O mesmo efeito psicológico ocorre não só em casos como os acima relatados, mas frequentemente em pedidos que implicam concessões morais ou de princípios, aos quais as pessoas podem ser submetidas. Isso gera, evidentemente, conflito interno, e uma tendência a apaziguá-lo num posicionamento anestésico, que busca “agradar ambas as partes”, conciliando a mentira com a verdade, não raro movidas pelo respeito humano, de modo a afastar o desconforto, fazendo concessões tidas por parciais.
Assim ocorre também com as correntes políticas hegemônicas na sociedade: após um grande período de corrupção da sociedade (como, por exemplo, aquele que foi promovido pela esquerda), as pessoas ficam cansadas da situação, indignadas, desgastadas psicologicamente, ansiosas e aflitas por uma solução. Surgem, então, aqueles (a direita) que se apresentam como opositores dessa corrupção e oferecem uma segunda opção para elas. As pessoas vulneráveis e ávidas por uma solução aceitam, então, o discurso desses “opositores”, e acabam aderindo a essa corrente política, sem se darem conta que as duas correntes fazem parte do mesmo jogo, e que, ao escolherem a segunda, estão colaborando para o jogo da primeira.
Aliás, costuma-se atribuir a seguinte afirmação a Lênin (líder da revolução comunista russa): “O fruto natural do comunismo é o anticomunismo. Antes que surja o anticomunismo, organizemos nós mesmos o anticomunismo”. Infelizmente, não temos a fonte dessa afirmação. Entretanto, “se non è vero, è bene trovato”. Ou seja, sabendo que o comunismo iria inevitavelmente produzir uma reação anticomunista, a medida mais astuta seria antecipar-se de modo a que eles mesmos – os revolucionários – organizassem essa reação (a “contrarrevolução”) ou, ao menos, delimitando de antemão os termos e condições em que ela deveria se dar, por meio de sua influência em setores hostis ao comunismo. A oposição entre esquerda e direita parece ser, de fato, uma briga de família, uma falsa oposição entre gêmeas dialéticas[1]. O general Golbery do Couto e Silva, ex-ministro chefe da Casa Civil do governo Ernesto Geisel na ditadura militar, costumava, aliás, comparar direita e esquerda com duas pontas de uma mesma ferradura:
“…em vez de se imaginar uma reta, com a esquerda numa ponta e a direita noutra, deve-se pensar numa ferradura, com a esquerda e a direita mais próximas entre si do que do centro. Isso explica porque, às vezes, elas agem em alianças táticas” (Diário do Congresso Nacional, de 03/04/1981, página 1581) [2].
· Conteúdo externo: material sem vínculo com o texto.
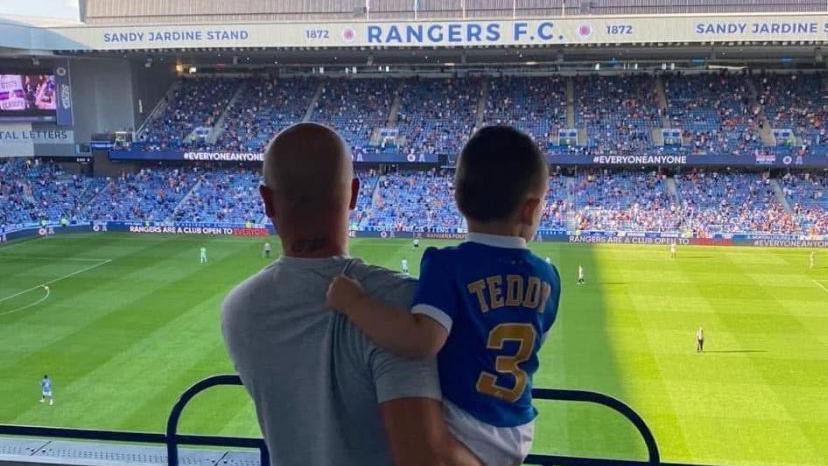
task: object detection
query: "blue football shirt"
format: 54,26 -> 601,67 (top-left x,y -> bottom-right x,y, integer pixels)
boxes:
412,233 -> 561,427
Essa ferradura, pelo jeito, parece ter sido aquela que os governantes militares da ditadura usavam para darem seu coice na sociedade brasileira[3], enquanto combatiam o comunismo somente através do uso estúpido da força (o que só contribuiu para seu fortalecimento, ou seja, uma falsa solução ou solução agravante)[4], ao mesmo tempo em que promulgavam leis comunistas e anticatólicas, como a da reforma agrária e a do divórcio, além de tornarem a economia do Brasil mais estatizada do que a Tchecoslováquia e Iugoslávia quando estavam sob o poder da URSS. Não deixa de ser compreensível que alguém que use ferraduras realmente prefira “o cheiro dos cavalos ao cheiro do povo”[5]. Afinal, cada um tende a preferir aquilo que mais lhe é semelhante.
Assim, os inimigos da Igreja conseguem ser eficazes no seu jogo, persuadindo os próprios católicos a colaborarem com ele ao escolher o que se apresenta como mal menor: Trump, nos EUA; Putin na Rússia e na direita européia, em geral; Le Pen ou o maurrasianismo, na França e entre os tradicionalistas europeus; a Lega Nord, na Itália; e, no Brasil, ao que tudo indica, a bola da vez é Jair Bolsonaro.